Ketika aku hendak pergi dari situ, burung merpati melintas di atas kepalaku, lalu hinggap dekat dahan tempat gaun itu tergantung. Mata kami bertemu beberapa saat, sebelum ia mengeluarkan suara.
"Kenapa Nyonya menggantung gaun indah tersebut di tempat yang seperti ini?"
"Karena seorang gadis akan datang ke sini sebelum petang. Menangis di makam ibunya, dan aku ingin ia menggunakan gaun itu untuk pergi ke pesta."
"Kenapa Nyonya tidak langsung saja memberikannya pada gadis itu?"
"Karena tidak akan menarik jika aku memberikannya langsung."
Merpati itu diam, dan aku merasa pembicaraan kami telah berakhir. Aku berbalik dan mulai melangkah pulang. Kemudian berhenti saat aku mendengar merpati tersebut bertanya lagi.

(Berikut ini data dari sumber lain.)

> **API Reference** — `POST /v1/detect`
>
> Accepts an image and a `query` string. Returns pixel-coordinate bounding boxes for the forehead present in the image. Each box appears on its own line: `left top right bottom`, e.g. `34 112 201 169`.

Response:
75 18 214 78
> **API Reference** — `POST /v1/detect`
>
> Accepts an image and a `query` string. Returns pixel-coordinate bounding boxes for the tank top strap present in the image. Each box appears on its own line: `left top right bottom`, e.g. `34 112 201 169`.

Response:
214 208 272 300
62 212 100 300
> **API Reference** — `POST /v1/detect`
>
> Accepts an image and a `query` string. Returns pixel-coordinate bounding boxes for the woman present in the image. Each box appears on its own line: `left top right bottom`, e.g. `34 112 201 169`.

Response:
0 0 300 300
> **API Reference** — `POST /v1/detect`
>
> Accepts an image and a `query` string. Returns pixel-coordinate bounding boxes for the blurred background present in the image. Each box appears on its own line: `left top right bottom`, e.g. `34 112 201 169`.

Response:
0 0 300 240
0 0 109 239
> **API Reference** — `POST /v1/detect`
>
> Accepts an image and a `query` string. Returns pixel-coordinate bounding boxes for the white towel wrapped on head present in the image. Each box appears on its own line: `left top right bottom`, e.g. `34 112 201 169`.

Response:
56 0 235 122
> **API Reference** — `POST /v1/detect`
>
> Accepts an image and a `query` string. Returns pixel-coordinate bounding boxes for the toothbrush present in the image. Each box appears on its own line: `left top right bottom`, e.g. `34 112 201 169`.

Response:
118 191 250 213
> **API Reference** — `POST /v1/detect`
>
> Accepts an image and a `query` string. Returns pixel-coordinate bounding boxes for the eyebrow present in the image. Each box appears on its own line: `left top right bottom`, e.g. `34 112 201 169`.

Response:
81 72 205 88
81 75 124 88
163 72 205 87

"Kenapa Nyonya melakukannya?"
Pertanyaan yang membuat sudut bibirku tertarik ke atas, kemudian mengingat kembali kalimat yang pernah diucapkan suami pertamaku. Kalimat yang kurang tepat, karena orang yang dapat memahami sepenuhnya seorang perempuan adalah perempuan. Bukan seorang lelaki.
"Karena aku tahu, di dunia ini tidak ada perempuan buruk rupa, yang ada hanya perempuan malas."